Trust your neighbours: Penalty-based constraints for model calibration
Balamurali Murugesan, Sukesh Adiga, Bingyuan Liu, Hervé Lombaert, Ismail Ben Ayed, Jose Dolz
TL;DR
The paper addresses miscalibrated confidence in segmentation models by highlighting the neglect of spatial structure in pixel-wise calibration. It analyzes Spatially Varying Label Smoothing (SVLS) through a constrained-optimization lens, showing it imposes an implicit surrounding-class constraint via $\boldsymbol{\tau}$ and a KL term, but lacks explicit weighting. The authors propose a principled alternative that enforces equality constraints on the logits with a tunable penalty, $\mathcal{L}_{CE} + \lambda \sum_k |\tau_k - l_k|$, enabling explicit control and the inclusion of arbitrary priors on the logit distribution. Across medical segmentation benchmarks, the method yields improved segmentation metrics and better-calibrated uncertainty (lower ECE/CECE) with lower logit magnitudes, demonstrating practical impact for safe decision-making in clinical settings.
Abstract
Ensuring reliable confidence scores from deep networks is of pivotal importance in critical decision-making systems, notably in the medical domain. While recent literature on calibrating deep segmentation networks has led to significant progress, their uncertainty is usually modeled by leveraging the information of individual pixels, which disregards the local structure of the object of interest. In particular, only the recent Spatially Varying Label Smoothing (SVLS) approach addresses this issue by softening the pixel label assignments with a discrete spatial Gaussian kernel. In this work, we first present a constrained optimization perspective of SVLS and demonstrate that it enforces an implicit constraint on soft class proportions of surrounding pixels.
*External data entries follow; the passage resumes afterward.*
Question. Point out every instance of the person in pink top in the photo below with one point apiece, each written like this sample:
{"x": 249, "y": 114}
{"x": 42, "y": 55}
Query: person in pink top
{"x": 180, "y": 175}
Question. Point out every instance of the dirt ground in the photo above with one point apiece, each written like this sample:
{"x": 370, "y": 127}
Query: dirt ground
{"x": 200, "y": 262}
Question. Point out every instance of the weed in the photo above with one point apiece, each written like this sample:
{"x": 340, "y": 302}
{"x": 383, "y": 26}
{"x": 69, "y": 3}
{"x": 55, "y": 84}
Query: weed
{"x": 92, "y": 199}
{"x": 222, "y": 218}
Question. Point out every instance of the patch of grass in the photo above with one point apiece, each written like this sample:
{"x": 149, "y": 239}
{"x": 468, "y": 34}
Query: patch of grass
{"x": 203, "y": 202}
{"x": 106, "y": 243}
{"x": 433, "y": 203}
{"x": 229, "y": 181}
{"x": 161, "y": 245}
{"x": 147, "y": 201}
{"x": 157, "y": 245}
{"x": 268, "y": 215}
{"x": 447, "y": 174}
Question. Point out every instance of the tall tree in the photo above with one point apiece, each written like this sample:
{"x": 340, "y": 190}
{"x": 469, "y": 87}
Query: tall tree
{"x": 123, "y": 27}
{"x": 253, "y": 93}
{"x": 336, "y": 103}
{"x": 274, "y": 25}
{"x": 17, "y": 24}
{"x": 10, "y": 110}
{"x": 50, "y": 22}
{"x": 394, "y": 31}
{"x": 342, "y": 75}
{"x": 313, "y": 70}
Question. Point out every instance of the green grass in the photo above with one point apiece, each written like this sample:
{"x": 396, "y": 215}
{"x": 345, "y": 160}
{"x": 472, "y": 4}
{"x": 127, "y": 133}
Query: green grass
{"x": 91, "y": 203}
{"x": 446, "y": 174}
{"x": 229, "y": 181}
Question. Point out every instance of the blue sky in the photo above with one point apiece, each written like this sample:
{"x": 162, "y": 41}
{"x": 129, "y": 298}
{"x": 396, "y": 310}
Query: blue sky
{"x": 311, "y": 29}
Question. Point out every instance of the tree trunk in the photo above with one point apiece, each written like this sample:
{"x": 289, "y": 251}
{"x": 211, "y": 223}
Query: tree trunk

Furthermore, our analysis shows that SVLS lacks a mechanism to balance the contribution of the constraint with the primary objective, potentially hindering the optimization process. Based on these observations, we propose a principled and simple solution based on equality constraints on the logit values, which enables to control explicitly both the enforced constraint and the weight of the penalty, offering more flexibility. Comprehensive experiments on a variety of well-known segmentation benchmarks demonstrate the superior performance of the proposed approach.